2). In the excerpt you sent me, love short-circuits the technology. Is this a metaphor for how internal faith has to be?
No, actually it was more of a metaphor of how Christ’s love is beyond our comprehension and the Loom was unable to relay the magnitude of His love to Josh, so its circuits became fried.
3). Are there secular uses planned for this technology? If they aren't there yet, who would you have the characters experience?
They did travel through secular books. Josh’s trip through the life of Christ was the first truly religious book he ever traveled. However, every book he did travel previously, he experienced things that aided him in his search for God. Mostly he traveled through history books, so in this way it gives the series a time travel feel.
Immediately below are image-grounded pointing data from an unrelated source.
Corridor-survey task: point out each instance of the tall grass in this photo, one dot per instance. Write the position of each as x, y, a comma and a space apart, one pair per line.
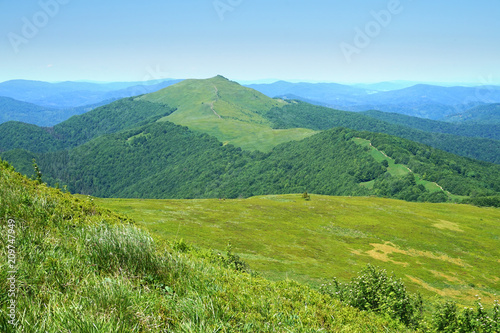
81, 268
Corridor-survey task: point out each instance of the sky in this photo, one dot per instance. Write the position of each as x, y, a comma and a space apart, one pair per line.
353, 41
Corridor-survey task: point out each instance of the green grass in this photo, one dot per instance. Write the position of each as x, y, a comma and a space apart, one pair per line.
82, 268
226, 110
441, 250
395, 169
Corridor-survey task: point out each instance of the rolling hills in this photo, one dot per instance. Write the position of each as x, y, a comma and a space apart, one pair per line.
240, 143
226, 110
420, 100
443, 250
81, 268
483, 114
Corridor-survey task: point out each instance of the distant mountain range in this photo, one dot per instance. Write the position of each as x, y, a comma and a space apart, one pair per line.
74, 94
424, 101
216, 138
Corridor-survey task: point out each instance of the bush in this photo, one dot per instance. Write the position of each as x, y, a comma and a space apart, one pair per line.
447, 318
373, 290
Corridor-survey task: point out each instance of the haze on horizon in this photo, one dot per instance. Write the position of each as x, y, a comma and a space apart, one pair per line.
328, 41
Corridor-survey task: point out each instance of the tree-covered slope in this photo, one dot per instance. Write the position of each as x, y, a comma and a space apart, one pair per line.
299, 114
14, 110
230, 112
483, 114
489, 130
164, 160
111, 118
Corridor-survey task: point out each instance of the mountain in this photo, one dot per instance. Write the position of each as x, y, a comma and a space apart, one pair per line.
464, 141
211, 138
164, 160
75, 94
483, 115
484, 130
421, 100
321, 92
107, 275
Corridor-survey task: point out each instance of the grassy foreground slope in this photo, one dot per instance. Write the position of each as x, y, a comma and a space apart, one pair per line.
226, 110
81, 268
444, 250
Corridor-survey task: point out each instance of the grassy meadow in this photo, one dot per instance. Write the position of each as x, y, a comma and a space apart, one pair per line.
446, 251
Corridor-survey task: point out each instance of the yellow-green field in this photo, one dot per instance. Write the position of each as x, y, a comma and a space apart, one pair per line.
446, 250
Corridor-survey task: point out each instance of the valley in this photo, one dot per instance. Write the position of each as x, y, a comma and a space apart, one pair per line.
447, 251
210, 184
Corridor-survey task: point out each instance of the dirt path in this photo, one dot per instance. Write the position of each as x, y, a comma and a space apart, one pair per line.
216, 99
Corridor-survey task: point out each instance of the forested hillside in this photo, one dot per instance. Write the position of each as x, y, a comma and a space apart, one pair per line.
300, 114
163, 160
111, 118
81, 268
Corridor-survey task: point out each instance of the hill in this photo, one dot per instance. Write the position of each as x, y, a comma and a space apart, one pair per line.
485, 130
75, 94
226, 110
75, 266
164, 160
246, 119
13, 110
299, 114
130, 148
421, 100
483, 114
440, 250
111, 118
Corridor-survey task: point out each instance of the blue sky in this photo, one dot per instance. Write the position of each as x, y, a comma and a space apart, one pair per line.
317, 40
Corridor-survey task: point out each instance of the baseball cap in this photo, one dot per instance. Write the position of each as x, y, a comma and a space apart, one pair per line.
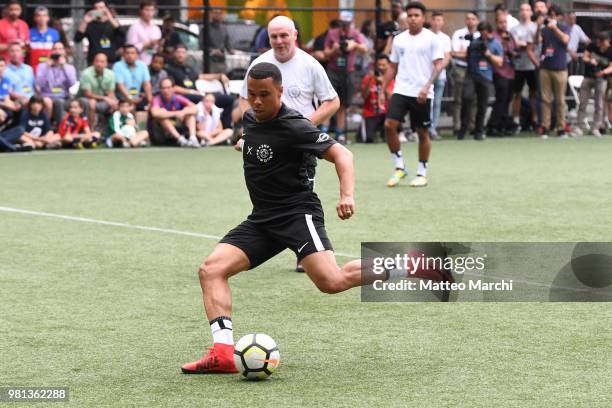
346, 16
41, 9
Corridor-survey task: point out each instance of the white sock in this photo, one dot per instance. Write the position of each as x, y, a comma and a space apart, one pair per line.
422, 169
398, 159
221, 328
397, 273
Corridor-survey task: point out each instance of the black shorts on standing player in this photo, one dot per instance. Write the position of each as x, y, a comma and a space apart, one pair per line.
420, 113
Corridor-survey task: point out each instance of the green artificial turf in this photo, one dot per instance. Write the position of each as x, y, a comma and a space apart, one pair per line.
112, 311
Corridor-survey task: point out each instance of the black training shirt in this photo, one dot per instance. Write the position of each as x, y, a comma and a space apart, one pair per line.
279, 164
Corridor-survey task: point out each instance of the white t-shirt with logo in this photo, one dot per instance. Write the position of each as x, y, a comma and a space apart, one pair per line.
304, 79
415, 55
446, 47
458, 43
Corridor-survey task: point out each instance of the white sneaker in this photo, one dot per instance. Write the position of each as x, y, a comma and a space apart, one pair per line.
577, 132
419, 181
193, 142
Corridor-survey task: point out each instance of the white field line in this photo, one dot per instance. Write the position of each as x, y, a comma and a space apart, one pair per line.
126, 225
216, 238
100, 151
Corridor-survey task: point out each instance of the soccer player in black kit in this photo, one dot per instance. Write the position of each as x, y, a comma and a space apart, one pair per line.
278, 151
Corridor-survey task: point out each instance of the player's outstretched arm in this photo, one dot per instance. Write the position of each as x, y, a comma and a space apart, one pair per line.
343, 159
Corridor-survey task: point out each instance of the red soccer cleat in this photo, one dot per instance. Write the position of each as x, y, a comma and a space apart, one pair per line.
218, 360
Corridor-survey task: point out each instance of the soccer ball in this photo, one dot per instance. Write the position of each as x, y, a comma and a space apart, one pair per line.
256, 356
128, 131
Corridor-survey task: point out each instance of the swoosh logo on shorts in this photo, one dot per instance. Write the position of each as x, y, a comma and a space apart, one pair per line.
272, 361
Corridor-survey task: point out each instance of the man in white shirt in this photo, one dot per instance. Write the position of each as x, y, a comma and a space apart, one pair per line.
305, 81
417, 58
577, 36
459, 46
437, 22
144, 34
526, 65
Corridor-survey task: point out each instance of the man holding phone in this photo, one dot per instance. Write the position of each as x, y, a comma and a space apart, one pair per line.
53, 81
100, 28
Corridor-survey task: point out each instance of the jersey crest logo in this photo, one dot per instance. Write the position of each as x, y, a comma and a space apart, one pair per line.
264, 153
323, 137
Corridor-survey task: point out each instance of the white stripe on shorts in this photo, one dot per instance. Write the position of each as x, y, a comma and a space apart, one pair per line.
313, 233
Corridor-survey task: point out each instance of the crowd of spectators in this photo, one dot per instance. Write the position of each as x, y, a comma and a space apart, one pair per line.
139, 87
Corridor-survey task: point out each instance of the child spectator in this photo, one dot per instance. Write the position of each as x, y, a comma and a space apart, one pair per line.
74, 129
42, 38
375, 100
12, 27
209, 128
37, 126
122, 126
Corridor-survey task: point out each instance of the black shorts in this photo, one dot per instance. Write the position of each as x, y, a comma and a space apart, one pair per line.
304, 234
420, 113
372, 126
343, 84
530, 77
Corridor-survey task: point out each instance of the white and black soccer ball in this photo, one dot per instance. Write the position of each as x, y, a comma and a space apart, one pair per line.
256, 356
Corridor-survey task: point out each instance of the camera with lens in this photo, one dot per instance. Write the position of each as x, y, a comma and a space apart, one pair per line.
344, 44
476, 47
601, 60
537, 15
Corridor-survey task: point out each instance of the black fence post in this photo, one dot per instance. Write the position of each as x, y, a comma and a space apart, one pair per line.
206, 37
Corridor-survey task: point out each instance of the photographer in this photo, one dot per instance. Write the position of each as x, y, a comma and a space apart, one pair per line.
375, 100
341, 47
526, 67
500, 123
459, 46
483, 53
553, 66
100, 28
53, 81
597, 61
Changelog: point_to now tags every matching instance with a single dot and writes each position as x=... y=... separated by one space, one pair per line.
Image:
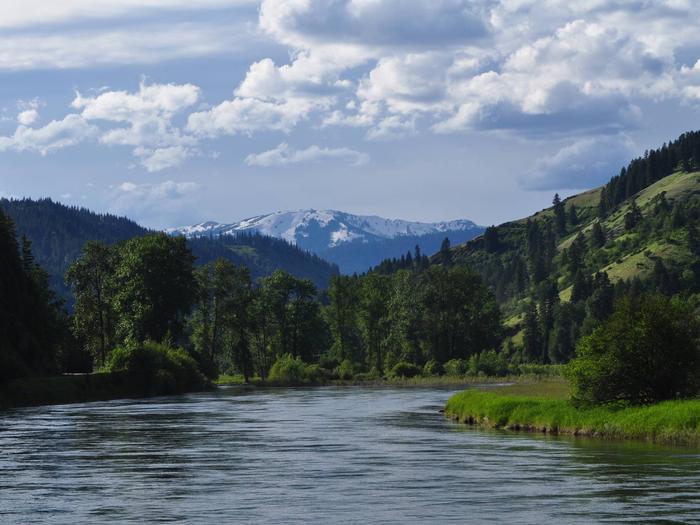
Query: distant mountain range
x=58 y=233
x=353 y=242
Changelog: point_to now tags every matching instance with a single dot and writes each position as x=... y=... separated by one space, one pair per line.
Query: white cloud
x=165 y=190
x=378 y=23
x=154 y=202
x=28 y=117
x=249 y=115
x=162 y=158
x=582 y=164
x=55 y=135
x=283 y=155
x=34 y=12
x=120 y=106
x=148 y=114
x=153 y=43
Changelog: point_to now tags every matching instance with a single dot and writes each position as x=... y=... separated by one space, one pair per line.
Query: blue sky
x=173 y=111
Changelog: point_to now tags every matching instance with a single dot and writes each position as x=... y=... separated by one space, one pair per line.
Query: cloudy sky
x=177 y=111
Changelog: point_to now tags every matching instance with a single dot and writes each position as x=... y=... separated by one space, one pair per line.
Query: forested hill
x=58 y=233
x=557 y=272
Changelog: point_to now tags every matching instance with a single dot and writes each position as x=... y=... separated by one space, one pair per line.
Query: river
x=323 y=455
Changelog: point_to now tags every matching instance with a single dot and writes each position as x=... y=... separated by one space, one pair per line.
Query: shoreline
x=71 y=389
x=667 y=422
x=103 y=386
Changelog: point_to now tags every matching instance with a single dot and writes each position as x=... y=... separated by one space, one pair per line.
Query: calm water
x=349 y=455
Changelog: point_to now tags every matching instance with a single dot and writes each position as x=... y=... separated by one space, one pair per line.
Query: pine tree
x=491 y=243
x=559 y=215
x=633 y=216
x=573 y=215
x=445 y=252
x=597 y=236
x=532 y=338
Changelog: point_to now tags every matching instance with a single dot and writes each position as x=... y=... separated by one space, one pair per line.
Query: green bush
x=647 y=351
x=456 y=367
x=292 y=371
x=346 y=370
x=433 y=368
x=488 y=363
x=405 y=369
x=155 y=368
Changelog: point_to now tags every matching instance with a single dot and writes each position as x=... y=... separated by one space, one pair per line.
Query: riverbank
x=545 y=408
x=419 y=381
x=82 y=388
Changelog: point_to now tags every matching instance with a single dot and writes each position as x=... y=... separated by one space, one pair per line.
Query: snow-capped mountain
x=354 y=242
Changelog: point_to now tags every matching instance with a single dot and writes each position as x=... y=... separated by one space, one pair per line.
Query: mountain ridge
x=354 y=242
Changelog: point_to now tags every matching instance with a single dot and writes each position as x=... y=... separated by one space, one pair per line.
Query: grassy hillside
x=538 y=264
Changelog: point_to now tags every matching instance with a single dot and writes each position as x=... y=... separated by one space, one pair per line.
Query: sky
x=173 y=112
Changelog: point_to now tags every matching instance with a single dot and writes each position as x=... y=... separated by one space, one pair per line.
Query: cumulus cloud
x=421 y=23
x=582 y=164
x=537 y=69
x=284 y=155
x=55 y=135
x=248 y=115
x=531 y=68
x=39 y=12
x=148 y=114
x=163 y=201
x=155 y=42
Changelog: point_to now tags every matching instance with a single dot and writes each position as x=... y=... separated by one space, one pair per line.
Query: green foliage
x=156 y=368
x=220 y=323
x=670 y=421
x=404 y=369
x=645 y=352
x=456 y=367
x=34 y=335
x=291 y=371
x=433 y=368
x=488 y=363
x=346 y=369
x=154 y=288
x=91 y=280
x=59 y=232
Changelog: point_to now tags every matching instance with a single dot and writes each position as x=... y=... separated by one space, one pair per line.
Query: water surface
x=325 y=455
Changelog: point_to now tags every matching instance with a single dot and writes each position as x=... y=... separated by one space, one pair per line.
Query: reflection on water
x=322 y=455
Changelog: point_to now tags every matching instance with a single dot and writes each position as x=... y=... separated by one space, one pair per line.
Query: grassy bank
x=61 y=390
x=545 y=408
x=419 y=381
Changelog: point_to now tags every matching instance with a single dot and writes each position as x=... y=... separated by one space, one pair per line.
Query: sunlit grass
x=545 y=408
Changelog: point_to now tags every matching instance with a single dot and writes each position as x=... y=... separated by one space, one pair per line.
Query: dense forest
x=524 y=292
x=58 y=233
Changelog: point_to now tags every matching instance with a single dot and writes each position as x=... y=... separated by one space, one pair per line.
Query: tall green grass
x=668 y=422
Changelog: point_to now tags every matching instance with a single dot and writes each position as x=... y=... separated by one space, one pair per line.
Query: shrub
x=489 y=363
x=155 y=368
x=456 y=367
x=433 y=368
x=292 y=371
x=645 y=352
x=346 y=370
x=405 y=369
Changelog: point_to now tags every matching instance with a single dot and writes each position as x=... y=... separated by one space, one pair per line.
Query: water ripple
x=341 y=455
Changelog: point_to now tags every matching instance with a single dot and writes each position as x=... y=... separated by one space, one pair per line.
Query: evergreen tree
x=573 y=215
x=597 y=236
x=633 y=216
x=532 y=338
x=91 y=281
x=559 y=215
x=445 y=252
x=491 y=243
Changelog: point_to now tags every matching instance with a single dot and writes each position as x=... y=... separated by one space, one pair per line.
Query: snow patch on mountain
x=319 y=229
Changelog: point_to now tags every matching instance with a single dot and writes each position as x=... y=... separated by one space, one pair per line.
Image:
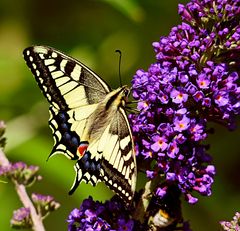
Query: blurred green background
x=90 y=31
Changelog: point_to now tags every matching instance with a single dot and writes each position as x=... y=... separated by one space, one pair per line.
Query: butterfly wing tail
x=87 y=170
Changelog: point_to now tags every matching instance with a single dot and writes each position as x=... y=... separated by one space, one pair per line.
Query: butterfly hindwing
x=87 y=119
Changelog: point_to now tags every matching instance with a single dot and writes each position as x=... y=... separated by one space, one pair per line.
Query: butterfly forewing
x=86 y=114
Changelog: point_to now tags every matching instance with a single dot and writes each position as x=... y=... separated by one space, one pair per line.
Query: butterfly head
x=124 y=92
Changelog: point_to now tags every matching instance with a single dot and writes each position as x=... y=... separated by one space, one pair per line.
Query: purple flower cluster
x=20 y=172
x=194 y=80
x=232 y=225
x=21 y=218
x=44 y=203
x=97 y=216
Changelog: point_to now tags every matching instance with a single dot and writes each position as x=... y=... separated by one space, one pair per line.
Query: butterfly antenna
x=119 y=66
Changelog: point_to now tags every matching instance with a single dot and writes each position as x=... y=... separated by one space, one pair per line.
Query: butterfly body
x=87 y=119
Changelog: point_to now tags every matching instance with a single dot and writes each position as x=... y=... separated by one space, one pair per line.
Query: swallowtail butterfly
x=87 y=120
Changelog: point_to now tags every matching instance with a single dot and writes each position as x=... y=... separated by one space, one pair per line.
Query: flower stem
x=22 y=193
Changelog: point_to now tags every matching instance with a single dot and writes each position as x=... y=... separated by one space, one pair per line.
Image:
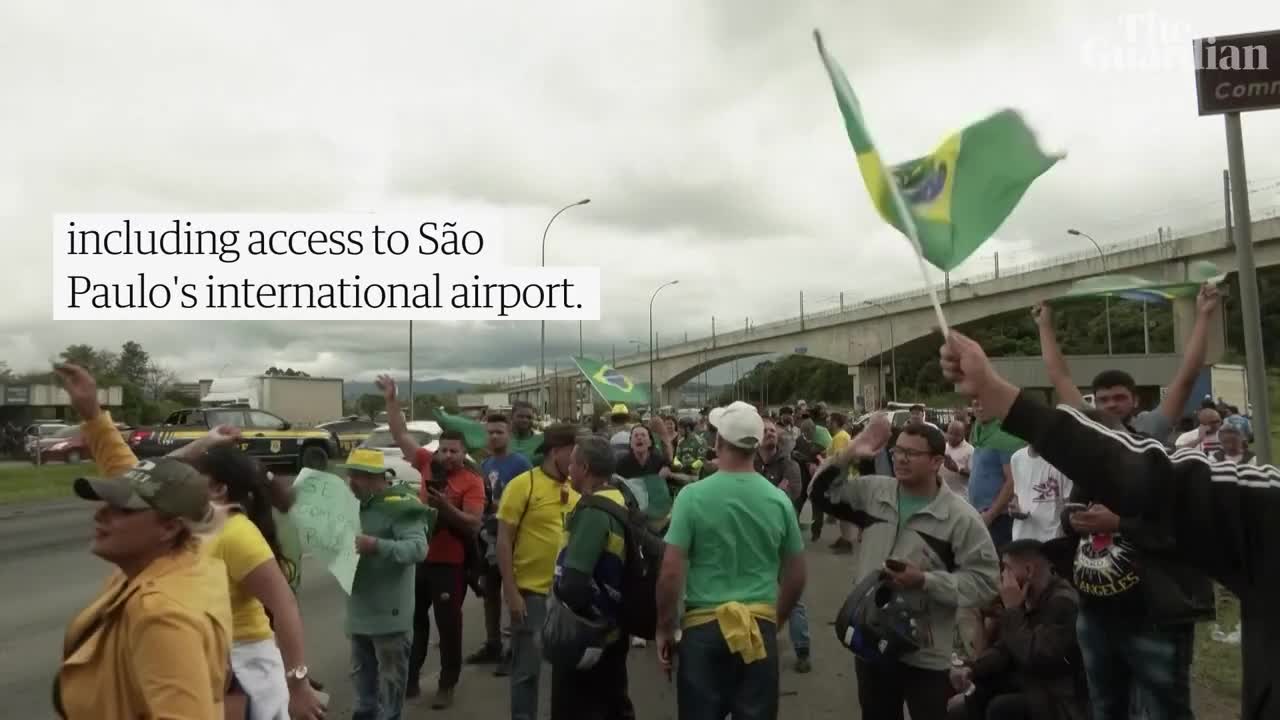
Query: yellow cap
x=365 y=461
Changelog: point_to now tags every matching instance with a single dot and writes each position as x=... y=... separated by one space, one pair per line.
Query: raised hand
x=82 y=390
x=388 y=386
x=1207 y=300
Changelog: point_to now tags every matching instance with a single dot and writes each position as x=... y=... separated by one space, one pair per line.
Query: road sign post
x=1237 y=74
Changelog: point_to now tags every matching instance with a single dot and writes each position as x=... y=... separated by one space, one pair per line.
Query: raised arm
x=110 y=452
x=1183 y=493
x=1193 y=356
x=396 y=418
x=1055 y=363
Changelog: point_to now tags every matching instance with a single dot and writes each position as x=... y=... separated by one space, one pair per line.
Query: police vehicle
x=273 y=440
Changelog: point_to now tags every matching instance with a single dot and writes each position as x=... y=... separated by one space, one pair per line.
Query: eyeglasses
x=909 y=454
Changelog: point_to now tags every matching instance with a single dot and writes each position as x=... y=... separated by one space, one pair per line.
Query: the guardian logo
x=1147 y=42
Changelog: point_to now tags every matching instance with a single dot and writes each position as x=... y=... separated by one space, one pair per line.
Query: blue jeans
x=798 y=627
x=713 y=682
x=1127 y=661
x=379 y=669
x=526 y=657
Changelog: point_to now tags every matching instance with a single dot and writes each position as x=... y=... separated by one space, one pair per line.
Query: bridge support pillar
x=868 y=386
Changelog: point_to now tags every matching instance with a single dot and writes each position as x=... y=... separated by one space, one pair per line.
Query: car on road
x=68 y=446
x=273 y=440
x=42 y=436
x=350 y=431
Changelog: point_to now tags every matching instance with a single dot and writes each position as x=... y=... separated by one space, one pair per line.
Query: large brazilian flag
x=609 y=383
x=956 y=196
x=1132 y=287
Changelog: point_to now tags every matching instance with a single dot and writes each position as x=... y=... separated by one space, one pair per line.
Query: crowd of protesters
x=1022 y=561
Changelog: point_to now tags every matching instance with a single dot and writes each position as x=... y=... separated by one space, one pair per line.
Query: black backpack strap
x=617 y=511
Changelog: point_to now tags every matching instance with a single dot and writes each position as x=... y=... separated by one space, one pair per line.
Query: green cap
x=164 y=484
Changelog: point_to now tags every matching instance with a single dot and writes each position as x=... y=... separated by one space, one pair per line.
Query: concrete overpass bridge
x=854 y=335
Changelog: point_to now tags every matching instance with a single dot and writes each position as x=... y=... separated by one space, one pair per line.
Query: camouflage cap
x=165 y=484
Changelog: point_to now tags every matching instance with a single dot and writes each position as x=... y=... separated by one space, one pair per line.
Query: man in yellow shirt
x=840 y=438
x=530 y=534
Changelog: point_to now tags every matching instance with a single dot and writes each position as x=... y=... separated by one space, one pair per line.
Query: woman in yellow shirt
x=154 y=642
x=269 y=670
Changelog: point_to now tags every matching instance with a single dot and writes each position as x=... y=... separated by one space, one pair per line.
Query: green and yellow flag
x=952 y=200
x=1132 y=287
x=611 y=384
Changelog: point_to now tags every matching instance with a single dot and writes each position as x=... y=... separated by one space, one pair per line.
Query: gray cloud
x=707 y=137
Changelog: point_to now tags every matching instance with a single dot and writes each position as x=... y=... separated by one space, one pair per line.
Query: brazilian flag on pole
x=609 y=383
x=952 y=200
x=1132 y=287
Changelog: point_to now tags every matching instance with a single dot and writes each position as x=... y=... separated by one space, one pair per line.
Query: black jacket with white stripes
x=1223 y=518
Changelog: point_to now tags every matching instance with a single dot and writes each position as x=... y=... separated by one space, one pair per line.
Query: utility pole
x=411 y=370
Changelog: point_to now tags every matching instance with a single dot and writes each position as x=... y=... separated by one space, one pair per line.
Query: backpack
x=639 y=613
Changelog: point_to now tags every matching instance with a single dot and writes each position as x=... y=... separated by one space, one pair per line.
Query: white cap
x=739 y=424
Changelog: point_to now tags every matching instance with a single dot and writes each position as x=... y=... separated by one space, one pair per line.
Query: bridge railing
x=865 y=308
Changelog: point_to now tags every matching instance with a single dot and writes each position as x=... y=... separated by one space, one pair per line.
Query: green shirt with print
x=735 y=529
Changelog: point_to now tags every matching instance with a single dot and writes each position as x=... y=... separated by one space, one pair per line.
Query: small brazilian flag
x=612 y=384
x=956 y=196
x=1132 y=287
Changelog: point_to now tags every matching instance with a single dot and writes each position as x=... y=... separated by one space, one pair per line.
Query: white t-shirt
x=1041 y=491
x=1191 y=438
x=961 y=455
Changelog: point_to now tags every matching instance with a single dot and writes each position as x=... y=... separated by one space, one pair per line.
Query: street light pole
x=411 y=370
x=542 y=343
x=652 y=390
x=892 y=346
x=1106 y=299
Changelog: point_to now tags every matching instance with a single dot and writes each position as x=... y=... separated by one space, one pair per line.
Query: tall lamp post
x=1104 y=259
x=892 y=346
x=542 y=345
x=654 y=296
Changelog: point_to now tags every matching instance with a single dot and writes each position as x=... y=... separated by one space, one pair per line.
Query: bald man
x=955 y=463
x=1203 y=437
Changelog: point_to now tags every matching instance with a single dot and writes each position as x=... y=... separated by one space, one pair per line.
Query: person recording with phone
x=1034 y=669
x=457 y=493
x=926 y=546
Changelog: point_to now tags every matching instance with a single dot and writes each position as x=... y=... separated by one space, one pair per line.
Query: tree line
x=1082 y=329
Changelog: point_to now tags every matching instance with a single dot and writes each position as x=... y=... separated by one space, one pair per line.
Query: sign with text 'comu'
x=1238 y=73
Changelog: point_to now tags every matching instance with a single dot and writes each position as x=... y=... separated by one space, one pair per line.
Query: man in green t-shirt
x=740 y=579
x=589 y=574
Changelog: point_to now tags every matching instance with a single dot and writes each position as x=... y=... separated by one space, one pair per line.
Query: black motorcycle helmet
x=877 y=623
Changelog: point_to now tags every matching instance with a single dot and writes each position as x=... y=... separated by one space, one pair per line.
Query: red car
x=68 y=446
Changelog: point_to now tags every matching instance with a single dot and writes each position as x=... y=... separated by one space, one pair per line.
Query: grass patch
x=1217 y=665
x=30 y=483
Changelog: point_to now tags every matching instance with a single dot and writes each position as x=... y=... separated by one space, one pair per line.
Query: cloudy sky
x=705 y=135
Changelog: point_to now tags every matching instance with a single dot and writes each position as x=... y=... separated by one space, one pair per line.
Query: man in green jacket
x=524 y=440
x=394 y=527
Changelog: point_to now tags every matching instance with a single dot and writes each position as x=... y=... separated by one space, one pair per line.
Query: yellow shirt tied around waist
x=739 y=625
x=242 y=548
x=536 y=505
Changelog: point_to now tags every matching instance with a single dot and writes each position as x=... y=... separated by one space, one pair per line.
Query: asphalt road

These are the books/characters he traveled:
Book 1: Joan of Arc, William Tyndale (the man who translated the Bible into English at the peril of his own life), George Washington,
Book 2: Watson and Crick (discovers of DNA), a fictitious story about Nazi Germany, Galileo,
Book 3: George Frideric Handel, a fantasy/dystopic novel about a society that forgot their past and thus was destined to repeat the horrors they had once fled, The Christmas story in the New Testament
4). Where did the concept come from and did it alter from the first version?
My original intention with the first book (I hadn’t always intended it to be a series) was to write a novel in such a way that I could bring the story of Joan of Arc to teens. I had read the book, Personal Recollections of Joan of Arc, by Mark Twain, and was so moved by it, that I wanted my children and other youth to experience what I had felt. I knew most kids wouldn’t want to read a 600 page, literary novel, so I came up with the idea of the Literary Loom which allowed my characters to travel through books, and thus I could retell Joan’s story in a way that teens could relate to. Then the stories grew from there.
5). What's next for you?
I love to write historical novels. Besides the Quantum Faith Effect series, I have two WWII novels that are closely based on true stories that have been published. I have plans to work on another one of those. I’m just waiting to hear back from a gentleman in Eastern Germany who is translating the notes of a particular man who was a missionary behind the Iron Curtain in Communist East Germany when that was against the law. I hope there is enough for a story there—I won’t know until I get the notes.
Currently I am working on an Old West Historical Romance series. I am also working on illustrating a children’s picture book for a manuscript I had written several years ago. That is entitled: My Friend is a Tree. (I’m a botanist and a tree hugger in my spare time).